Più tardi, con la calata degli Unni, sarà un papa, Leone Magno, a fermare forse miracolosamente Attila in Italia. Che dire del contrattacco all’Islam saraceno? Alla corte del Sultano d’Egitto il mite San Francesco difende i crociati che “agiscono secondo giustizia quando vi combattono”. E i sermoni di Sant’Antonio da Padova contro l’usura e gli abusi della nascente finanza cittadina? Tutta la Storia è un susseguirsi di santi, chierici e papi che ‘fanno politica’, che esortano gli uomini a combattere, a difendere la Fede nello spazio pubblico e sul confine. Il cattolicesimo non può e non potrebbe mai essere un ‘fatto privato’. Il Dio cattolico è vivo, entra nella storia degli uomini e delle nazioni. Non è forse l’Antico Testamento un’immensa epopea nazionale? No, la riduzione della fede a semplice opinione non è roba da cattolici. La religione è totalizzante, totalitaria. Non la tieni chiusa nel cassetto.

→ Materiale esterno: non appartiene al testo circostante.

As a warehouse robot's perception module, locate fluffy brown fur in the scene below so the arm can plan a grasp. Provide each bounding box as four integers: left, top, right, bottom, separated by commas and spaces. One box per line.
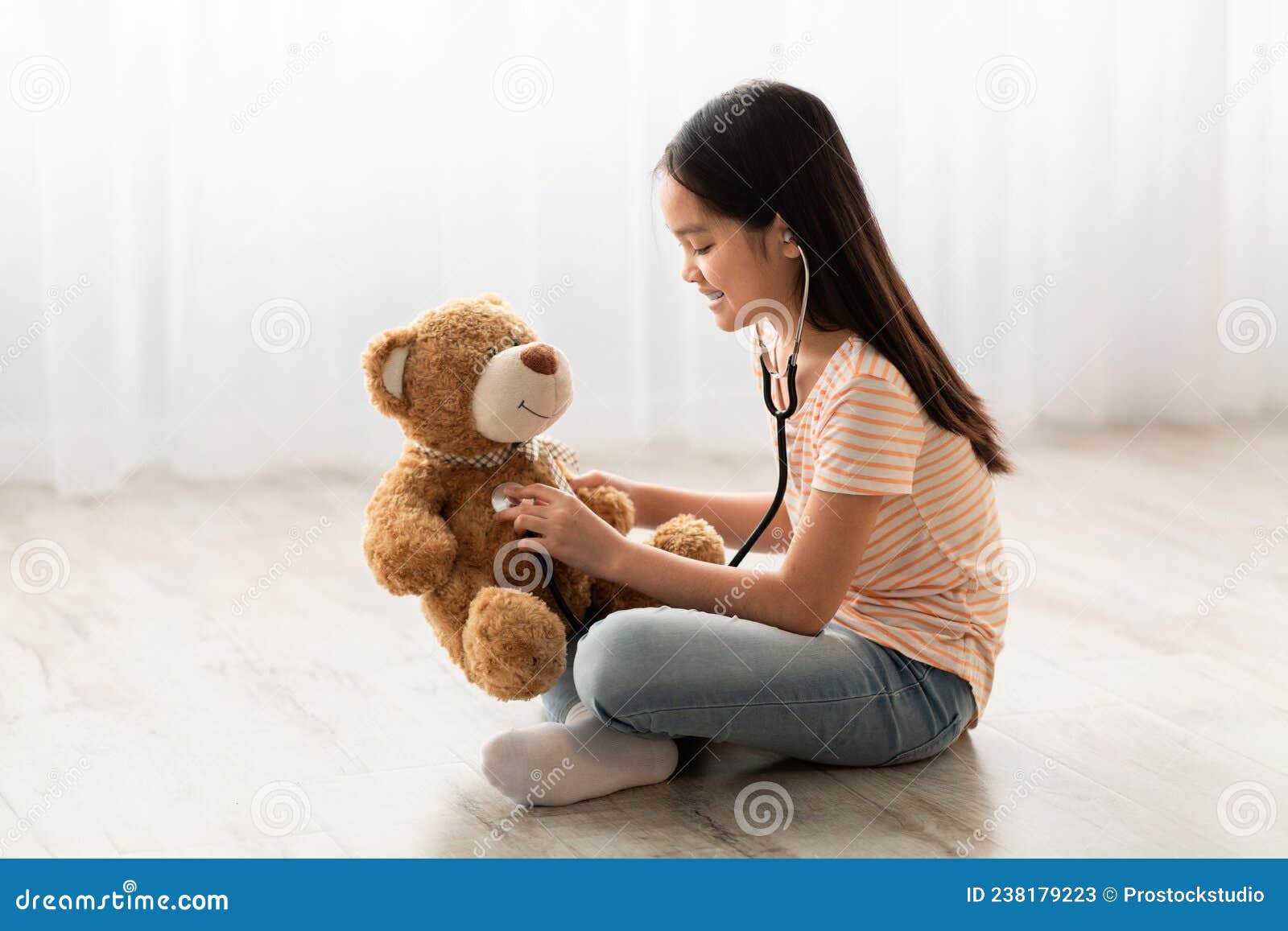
363, 295, 725, 699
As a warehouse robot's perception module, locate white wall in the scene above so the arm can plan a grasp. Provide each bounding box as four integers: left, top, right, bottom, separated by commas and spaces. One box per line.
0, 0, 1288, 492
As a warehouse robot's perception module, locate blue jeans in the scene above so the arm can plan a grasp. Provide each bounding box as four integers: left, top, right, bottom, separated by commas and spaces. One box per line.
541, 608, 975, 766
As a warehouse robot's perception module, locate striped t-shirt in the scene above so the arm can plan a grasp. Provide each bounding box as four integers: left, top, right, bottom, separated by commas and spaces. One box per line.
752, 328, 1007, 727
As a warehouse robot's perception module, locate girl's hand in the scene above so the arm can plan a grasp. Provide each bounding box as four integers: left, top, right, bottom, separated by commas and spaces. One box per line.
494, 476, 631, 581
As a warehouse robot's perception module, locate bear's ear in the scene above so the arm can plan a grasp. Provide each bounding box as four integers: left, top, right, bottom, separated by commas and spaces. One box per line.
362, 327, 416, 416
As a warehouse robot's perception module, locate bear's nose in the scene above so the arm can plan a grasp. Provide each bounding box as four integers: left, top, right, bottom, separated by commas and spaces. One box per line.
519, 343, 559, 375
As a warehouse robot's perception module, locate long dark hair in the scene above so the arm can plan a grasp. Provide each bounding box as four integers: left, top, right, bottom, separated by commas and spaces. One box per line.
657, 81, 1013, 474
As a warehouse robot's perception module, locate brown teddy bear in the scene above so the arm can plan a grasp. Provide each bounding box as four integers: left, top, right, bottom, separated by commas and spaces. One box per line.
363, 294, 725, 699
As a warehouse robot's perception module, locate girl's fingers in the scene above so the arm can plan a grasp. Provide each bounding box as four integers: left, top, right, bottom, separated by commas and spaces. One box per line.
514, 514, 549, 533
507, 484, 563, 505
568, 472, 604, 491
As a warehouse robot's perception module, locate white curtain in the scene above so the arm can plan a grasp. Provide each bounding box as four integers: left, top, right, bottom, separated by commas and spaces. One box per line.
0, 0, 1288, 495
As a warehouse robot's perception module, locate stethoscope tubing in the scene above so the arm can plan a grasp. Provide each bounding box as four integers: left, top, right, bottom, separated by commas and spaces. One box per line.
512, 233, 809, 625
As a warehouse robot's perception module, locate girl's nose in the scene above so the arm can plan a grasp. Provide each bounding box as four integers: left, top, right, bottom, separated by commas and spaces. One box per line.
680, 256, 702, 285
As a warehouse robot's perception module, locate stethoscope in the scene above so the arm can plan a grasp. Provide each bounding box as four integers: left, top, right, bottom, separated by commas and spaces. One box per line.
492, 233, 809, 632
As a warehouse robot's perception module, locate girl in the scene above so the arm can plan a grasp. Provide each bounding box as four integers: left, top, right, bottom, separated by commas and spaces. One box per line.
483, 82, 1011, 805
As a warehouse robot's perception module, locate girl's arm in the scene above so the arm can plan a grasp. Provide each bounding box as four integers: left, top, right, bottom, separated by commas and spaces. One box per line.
572, 472, 792, 553
497, 485, 885, 635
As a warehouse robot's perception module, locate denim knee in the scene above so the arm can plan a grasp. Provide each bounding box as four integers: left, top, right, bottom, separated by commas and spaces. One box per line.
573, 608, 657, 723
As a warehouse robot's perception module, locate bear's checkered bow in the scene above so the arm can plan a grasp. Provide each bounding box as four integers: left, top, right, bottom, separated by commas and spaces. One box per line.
416, 434, 581, 495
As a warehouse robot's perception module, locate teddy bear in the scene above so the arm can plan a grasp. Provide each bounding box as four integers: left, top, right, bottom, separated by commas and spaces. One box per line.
363, 294, 725, 701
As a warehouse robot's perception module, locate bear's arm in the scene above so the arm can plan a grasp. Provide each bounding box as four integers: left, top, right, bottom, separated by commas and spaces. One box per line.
362, 461, 456, 595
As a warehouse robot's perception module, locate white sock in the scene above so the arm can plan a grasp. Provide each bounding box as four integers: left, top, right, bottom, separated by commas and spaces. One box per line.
483, 702, 680, 805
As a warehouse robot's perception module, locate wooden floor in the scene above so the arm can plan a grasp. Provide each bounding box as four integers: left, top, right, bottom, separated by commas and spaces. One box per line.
0, 418, 1288, 856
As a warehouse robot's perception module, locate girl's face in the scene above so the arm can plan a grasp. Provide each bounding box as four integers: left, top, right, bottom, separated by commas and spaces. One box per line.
658, 175, 800, 332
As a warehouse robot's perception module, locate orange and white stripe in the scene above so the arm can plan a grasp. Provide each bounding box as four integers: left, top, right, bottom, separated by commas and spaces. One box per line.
752, 336, 1007, 727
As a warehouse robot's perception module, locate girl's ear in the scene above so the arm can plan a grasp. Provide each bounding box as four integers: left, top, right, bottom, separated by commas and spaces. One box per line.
362, 327, 416, 417
769, 214, 801, 259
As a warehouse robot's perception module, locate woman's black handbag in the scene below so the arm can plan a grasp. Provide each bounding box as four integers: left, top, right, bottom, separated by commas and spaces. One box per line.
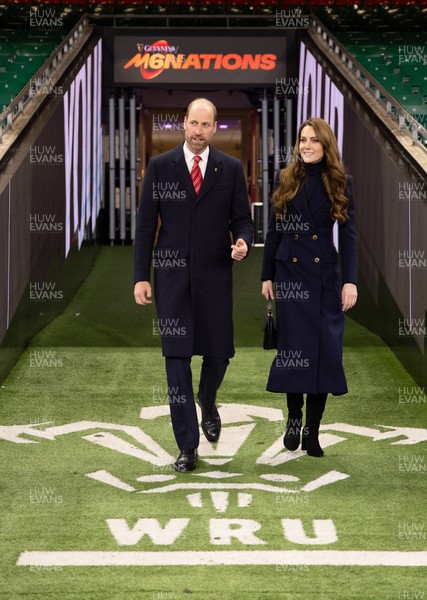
263, 300, 277, 350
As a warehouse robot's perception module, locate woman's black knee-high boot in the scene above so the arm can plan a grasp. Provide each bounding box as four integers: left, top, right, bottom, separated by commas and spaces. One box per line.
301, 394, 328, 457
283, 394, 304, 450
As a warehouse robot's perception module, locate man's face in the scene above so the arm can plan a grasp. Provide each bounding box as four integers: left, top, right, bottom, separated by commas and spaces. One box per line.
184, 103, 216, 154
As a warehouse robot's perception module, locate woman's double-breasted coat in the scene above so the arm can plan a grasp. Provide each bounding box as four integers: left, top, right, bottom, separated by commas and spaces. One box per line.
261, 164, 357, 395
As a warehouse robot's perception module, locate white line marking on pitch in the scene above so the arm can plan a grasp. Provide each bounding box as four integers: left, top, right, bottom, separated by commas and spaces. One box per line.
16, 550, 427, 567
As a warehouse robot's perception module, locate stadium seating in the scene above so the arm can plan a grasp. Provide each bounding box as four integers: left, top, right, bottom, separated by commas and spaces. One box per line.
334, 31, 427, 126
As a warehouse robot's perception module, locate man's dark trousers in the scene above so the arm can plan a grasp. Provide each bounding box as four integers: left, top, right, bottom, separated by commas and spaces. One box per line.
165, 356, 229, 450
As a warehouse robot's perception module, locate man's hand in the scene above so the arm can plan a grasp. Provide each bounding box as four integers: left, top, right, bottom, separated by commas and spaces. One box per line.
261, 279, 274, 300
342, 283, 357, 312
133, 281, 152, 306
231, 238, 248, 260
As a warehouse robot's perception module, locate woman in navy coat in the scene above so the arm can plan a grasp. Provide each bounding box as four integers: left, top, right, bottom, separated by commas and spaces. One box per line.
261, 118, 357, 456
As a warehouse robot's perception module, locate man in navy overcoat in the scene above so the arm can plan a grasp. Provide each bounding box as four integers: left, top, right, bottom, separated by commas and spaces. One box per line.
134, 98, 253, 472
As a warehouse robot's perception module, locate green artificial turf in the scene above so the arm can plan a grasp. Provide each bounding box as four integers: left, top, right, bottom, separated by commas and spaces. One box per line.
0, 248, 427, 600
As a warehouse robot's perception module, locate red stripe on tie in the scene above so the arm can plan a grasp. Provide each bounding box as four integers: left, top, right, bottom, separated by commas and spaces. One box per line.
191, 156, 203, 196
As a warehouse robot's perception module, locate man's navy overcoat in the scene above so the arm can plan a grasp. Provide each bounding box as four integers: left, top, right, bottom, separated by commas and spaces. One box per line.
134, 146, 253, 358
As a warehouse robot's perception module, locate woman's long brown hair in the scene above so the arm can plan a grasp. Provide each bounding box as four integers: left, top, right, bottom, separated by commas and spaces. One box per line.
273, 117, 348, 223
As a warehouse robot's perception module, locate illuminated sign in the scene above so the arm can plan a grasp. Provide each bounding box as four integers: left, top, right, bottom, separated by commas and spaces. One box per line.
297, 42, 344, 154
114, 36, 285, 85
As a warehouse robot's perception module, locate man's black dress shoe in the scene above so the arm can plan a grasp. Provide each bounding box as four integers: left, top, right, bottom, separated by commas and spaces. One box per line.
197, 396, 221, 442
174, 449, 197, 473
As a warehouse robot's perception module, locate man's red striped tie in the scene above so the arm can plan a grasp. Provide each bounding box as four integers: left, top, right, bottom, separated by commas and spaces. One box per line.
191, 155, 203, 196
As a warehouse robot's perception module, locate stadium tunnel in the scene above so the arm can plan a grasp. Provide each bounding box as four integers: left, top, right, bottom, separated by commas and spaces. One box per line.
0, 1, 427, 386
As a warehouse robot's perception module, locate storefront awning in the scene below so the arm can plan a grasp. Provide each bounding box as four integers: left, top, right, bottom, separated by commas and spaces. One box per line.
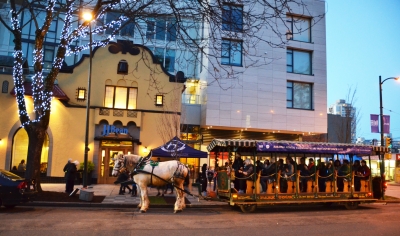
207, 139, 389, 156
151, 137, 208, 158
10, 82, 69, 101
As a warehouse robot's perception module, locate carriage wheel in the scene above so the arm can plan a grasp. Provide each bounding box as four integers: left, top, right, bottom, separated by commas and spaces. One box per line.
240, 204, 257, 213
345, 202, 358, 210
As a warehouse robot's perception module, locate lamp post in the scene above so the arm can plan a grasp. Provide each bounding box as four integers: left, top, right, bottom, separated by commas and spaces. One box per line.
379, 76, 399, 199
82, 12, 93, 188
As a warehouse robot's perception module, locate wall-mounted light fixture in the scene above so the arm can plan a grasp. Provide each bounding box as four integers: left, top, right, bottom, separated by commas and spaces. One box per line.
76, 87, 86, 102
117, 60, 128, 75
156, 95, 164, 106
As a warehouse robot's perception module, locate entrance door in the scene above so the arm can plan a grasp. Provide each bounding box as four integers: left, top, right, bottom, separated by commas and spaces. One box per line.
98, 147, 131, 184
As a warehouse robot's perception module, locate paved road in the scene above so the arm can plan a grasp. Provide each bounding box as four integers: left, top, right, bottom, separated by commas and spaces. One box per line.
0, 204, 400, 236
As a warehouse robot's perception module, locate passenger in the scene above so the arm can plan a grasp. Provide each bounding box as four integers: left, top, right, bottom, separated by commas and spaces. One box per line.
286, 157, 296, 181
264, 159, 271, 168
200, 163, 207, 195
232, 152, 243, 190
353, 160, 361, 192
207, 167, 214, 185
260, 160, 276, 193
318, 162, 328, 192
18, 160, 26, 171
239, 159, 255, 193
297, 157, 310, 192
213, 163, 219, 192
337, 160, 350, 192
333, 160, 341, 171
354, 160, 371, 191
307, 158, 315, 180
256, 160, 264, 172
326, 161, 335, 181
225, 162, 231, 177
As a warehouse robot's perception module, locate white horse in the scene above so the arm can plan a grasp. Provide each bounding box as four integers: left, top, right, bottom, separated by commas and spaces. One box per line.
112, 154, 189, 213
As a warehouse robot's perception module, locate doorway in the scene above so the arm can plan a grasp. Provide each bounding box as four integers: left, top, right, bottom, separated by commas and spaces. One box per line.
98, 147, 132, 184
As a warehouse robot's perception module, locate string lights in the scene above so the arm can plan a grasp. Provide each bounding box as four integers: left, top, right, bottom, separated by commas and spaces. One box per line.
11, 0, 128, 126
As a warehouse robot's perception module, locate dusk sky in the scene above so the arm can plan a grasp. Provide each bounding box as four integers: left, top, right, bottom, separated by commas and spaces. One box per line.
326, 0, 400, 140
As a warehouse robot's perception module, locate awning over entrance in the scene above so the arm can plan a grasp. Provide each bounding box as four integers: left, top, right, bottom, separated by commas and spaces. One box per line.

Julien Langella ha detto di aver scritto Cattolici e Identitari avendo in mente un lettore ben preciso: il patriota francese che teme di vivere la fede in contrasto con i suoi ideali politici. Ma non c’è mai stata contraddizione tra l’amore e l’impegno per la patria, e quello per Dio. Langella non ricorre ad artifici retorici, capriole logiche, soluzioni rivoluzionarie: la risposta infatti non va inventata ma solo riscoperta, ricercata in due millenni di tradizione. Si tratta solo di svegliarsi dal coma, di spezzare l’amnesia. Si tratta di ricordare ciò che milioni di cristiani, per secoli, hanno semplicemente saputo. Con buona pace dei liberali indignati. Di destra e di sinistra.